This project is a simple Flask-based web application that allows users to insert documents into a PostgreSQL database, and perform semantic searches based on text embeddings. The search functionality is powered by a pre-trained transformer model, and results are retrieved based on similarity to the search query.
- Insert multiple documents into the database.
- Perform semantic search using a query to find similar documents.
- Display search results on the same page as the search form.
- Navigation bar for easy access between the home page (search) and the insert page.
- Backend: Flask, Python
- Database: PostgreSQL with
pgvector
extension for storing embeddings. - Machine Learning Model: Hugging Face's
sentence-transformers/all-MiniLM-L6-v2
for generating text embeddings. - Frontend: HTML (rendered by Flask templates).
-
Python 3.7+
-
Install dependencies:
pip install Flask psycopg2 transformers torch
-
PostgreSQL installed with the
pgvector
extension:CREATE EXTENSION IF NOT EXISTS vector;
-
Clone the Repository
git clone https://github.com/your-repository/flask-semantic-search.git cd flask-semantic-search
-
Setup PostgreSQL Database Create a new PostgreSQL database:
CREATE DATABASE your_new_db;
Create a table for storing documents and embeddings:
CREATE TABLE documents ( id SERIAL PRIMARY KEY, text TEXT, embedding VECTOR(384) -- Adjust to the size of your embedding model );
-
Configure the Database Connection
Edit the database connection details in app.py:
def get_db_connection(): conn = psycopg2.connect( dbname="your_new_db", user="your_username", password="your_password", host="localhost" ) return conn
-
Run the Flask App
python app.py
The app will be available at http://localhost:5000/.
Inserting Documents
Navigate to the Insert Documents page (http://localhost:5000/insert).
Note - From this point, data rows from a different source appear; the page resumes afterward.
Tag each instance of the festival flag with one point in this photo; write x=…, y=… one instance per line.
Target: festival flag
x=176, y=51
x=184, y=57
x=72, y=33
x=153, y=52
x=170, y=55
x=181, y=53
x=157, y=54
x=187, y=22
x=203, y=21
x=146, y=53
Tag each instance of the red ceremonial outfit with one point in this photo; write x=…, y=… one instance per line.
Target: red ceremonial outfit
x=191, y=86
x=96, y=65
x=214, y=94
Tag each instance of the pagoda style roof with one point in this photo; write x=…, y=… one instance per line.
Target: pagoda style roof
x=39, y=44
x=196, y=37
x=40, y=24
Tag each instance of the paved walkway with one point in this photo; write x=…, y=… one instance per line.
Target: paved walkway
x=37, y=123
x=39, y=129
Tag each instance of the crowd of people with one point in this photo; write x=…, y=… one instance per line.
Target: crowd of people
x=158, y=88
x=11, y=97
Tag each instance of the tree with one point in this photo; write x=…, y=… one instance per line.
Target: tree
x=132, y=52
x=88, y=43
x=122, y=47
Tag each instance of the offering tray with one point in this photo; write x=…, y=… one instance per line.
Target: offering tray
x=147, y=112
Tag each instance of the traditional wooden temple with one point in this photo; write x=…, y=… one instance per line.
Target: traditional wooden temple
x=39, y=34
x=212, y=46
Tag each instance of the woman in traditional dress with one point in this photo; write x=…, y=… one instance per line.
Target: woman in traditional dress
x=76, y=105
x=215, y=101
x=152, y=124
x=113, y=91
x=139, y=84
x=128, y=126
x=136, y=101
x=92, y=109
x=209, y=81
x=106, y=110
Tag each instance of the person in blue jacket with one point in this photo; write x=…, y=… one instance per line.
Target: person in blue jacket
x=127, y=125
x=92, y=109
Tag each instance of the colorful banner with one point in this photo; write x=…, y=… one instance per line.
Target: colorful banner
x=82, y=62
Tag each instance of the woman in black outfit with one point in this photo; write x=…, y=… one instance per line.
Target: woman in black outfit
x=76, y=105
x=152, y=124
Enter multiple documents, one per line, in the provided form.
Click "Insert Documents" to add them to the database.
Performing a Search
Go to the Home page (http://localhost:5000/).
Enter a search query in the search bar.
Click "Search" to view similar documents based on the query.
Example Sample Document:
Artificial intelligence (AI) is a field of computer science that aims to create systems capable of performing tasks that typically require human intelligence. These tasks include visual perception, speech recognition, decision-making, and language translation.
Sample Query:
Query: "What is artificial intelligence?"
Expected Result: The document about AI should be returned due to its relevance to the query.
This project is licensed under the MIT License.